I had a dream in which I was reading a book (and I very rarely read books in dreams). It was some guy’s autobiography. He wrote that he had met a spirit on his front lawn and that it “convinced me there was a God in Heaven who flicked all life into existence.” And then something I can’t remember. And then, “Every human soul is wise enough to remember that flick.”
One of the classic arguments for atheism. “If God exists, he must be evil to allow such suffering.”
Firstly, as I’ve blogged about before, the argument depends on a misunderstanding of the concept of God, separating God into two parts: some conscious entity who supposedly has magic powers to create the world and allow or disallow suffering as he sees fit, and an objective “right” and “wrong”, “good” and “evil”, that transcends God and which is then applied to God. And if God is judged to be “evil” by our standards, he can therefore not exist. Can you see the logical problem? The problem with negating God’s existence with an objective understanding of evil is that an objective understanding of evil can therefore not exist either. And if that doesn’t exist, you’ve lost your means by which to negate God’s existence.
In other words, your sense of “good” and “evil” is your sense God Himself. So judging God to be evil for allowing suffering does not negate his existence; rather, it reveals a paradox in your understanding of his will. The problem lies in our understanding. Why does God allow suffering, especially suffering that is not our fault? It seems so unjust! It is true enough that turning to atheism may seem to relieve the problem, but it hardly justifies it on a logical level.
And does atheism really relieve the problem? Does “banishing God” really make the suffering of the world any better? Now the suffering is OK because there is no grand entity to blame for it? If an atheist still holds that there exists, even if only in the mind, an ideal world in which there is no suffering, a sense of justice and a division between a moral right and wrong, an understanding that there is an objective difference between suffering and non-suffering, is he really an atheist? Or is he a theist who has lost hope and is angry at the God he blames for his suffering, and tries to relieve his guilt for that by calling himself an atheist?
But what about the suffering?
I’m afraid I don’t know why God allows all the suffering he does.
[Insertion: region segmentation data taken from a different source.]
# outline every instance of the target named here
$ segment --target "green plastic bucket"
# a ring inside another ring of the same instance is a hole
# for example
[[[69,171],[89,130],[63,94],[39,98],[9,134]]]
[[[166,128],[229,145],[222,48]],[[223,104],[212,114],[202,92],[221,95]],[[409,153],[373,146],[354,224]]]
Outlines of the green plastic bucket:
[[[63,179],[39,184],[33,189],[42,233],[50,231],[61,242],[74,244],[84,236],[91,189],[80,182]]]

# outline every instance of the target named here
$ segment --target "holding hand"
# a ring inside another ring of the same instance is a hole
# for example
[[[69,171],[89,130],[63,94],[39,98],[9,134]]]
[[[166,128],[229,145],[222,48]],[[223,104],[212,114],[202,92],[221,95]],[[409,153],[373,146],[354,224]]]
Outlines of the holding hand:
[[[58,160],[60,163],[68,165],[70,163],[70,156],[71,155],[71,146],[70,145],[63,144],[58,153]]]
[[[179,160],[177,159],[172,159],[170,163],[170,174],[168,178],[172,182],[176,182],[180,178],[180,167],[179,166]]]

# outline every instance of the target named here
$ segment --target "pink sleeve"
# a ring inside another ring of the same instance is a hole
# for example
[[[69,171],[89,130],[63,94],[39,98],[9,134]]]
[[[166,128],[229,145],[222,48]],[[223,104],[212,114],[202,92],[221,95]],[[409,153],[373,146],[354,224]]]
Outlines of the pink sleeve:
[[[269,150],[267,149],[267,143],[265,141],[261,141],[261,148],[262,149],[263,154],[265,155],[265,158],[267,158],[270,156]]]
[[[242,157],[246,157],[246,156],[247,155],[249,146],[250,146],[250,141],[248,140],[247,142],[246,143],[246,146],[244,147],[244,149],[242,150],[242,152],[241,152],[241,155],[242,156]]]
I suspect we cannot know the reasons in this lifetime at all; it is something we may only be able to understand when we are able to see God face to face in Heaven. But it takes no more faith than a young child can conjure to believe that there is a reason, a good and perfect reason, and that it all works out for the good in the end. And even if I had no faith, this is the only logical conclusion there is, lest I abandon all sense of “good” and “evil” with God Himself.
I also suspect the reason has something to do with Free Will. The recognition that God allows suffering is at the very heart of faith; what faith would one need if there were no suffering? What faith would one need if we were all just born into Heaven? The entire point of the story of Adam and Eve in the Garden of Eden is that mankind is estranged from God; every son and daughter is estranged because their parents were estranged; that we are born estranged from God and that the life we live now was never what God ultimately intended for us; that there exists perfection (God) and that we don’t have it yet. The entire point of the story is a recognition that, hey, guess what? There’s suffering here, and we’re gonna feel it. And when you feel it, you can do two things: Turn to God, praying and hoping and striving and working to get back to his perfection. Or give up.
One thing you cannot logically do, however, is blame God for making you give up. That’s all on you.
Why does a child suffering from bone cancer stir the human heart? Why feel something for that child? As cheesy as it might sound, if you are having trouble believing in God, start there, with the feelings in your own heart. The easiest place to find God is in your natural desire to love. I do not mean your desire to love is evidence of God, I mean it is God Himself. The purity, perfection, omnipotence, omniscience, and forgiveness of God can all be found there, in your heart, in what you know as love. It is the portal to Heaven.
And it’s not just a one-way portal.
Build the kingdom
Maybe think about it this way: There is a kingdom in which there is no suffering. Some people left the kingdom in order to expand it, to build it in places it wasn’t before. Of course, outside of the kingdom there is suffering; it is painful to be outside of the kingdom. In this exile, the builders have children. The children, by nature of being born outside the kingdom, also experience suffering. But they were all also born with pieces of the kingdom, portals to bring the kingdom to where they are, and an assurance that they would never be disconnected from the kingdom (lest they knowingly cut that connection themselves).
Does it make any sense to blame the kingdom for the conditions experienced by the exiled children? “How dare the kingdom not already be here!”?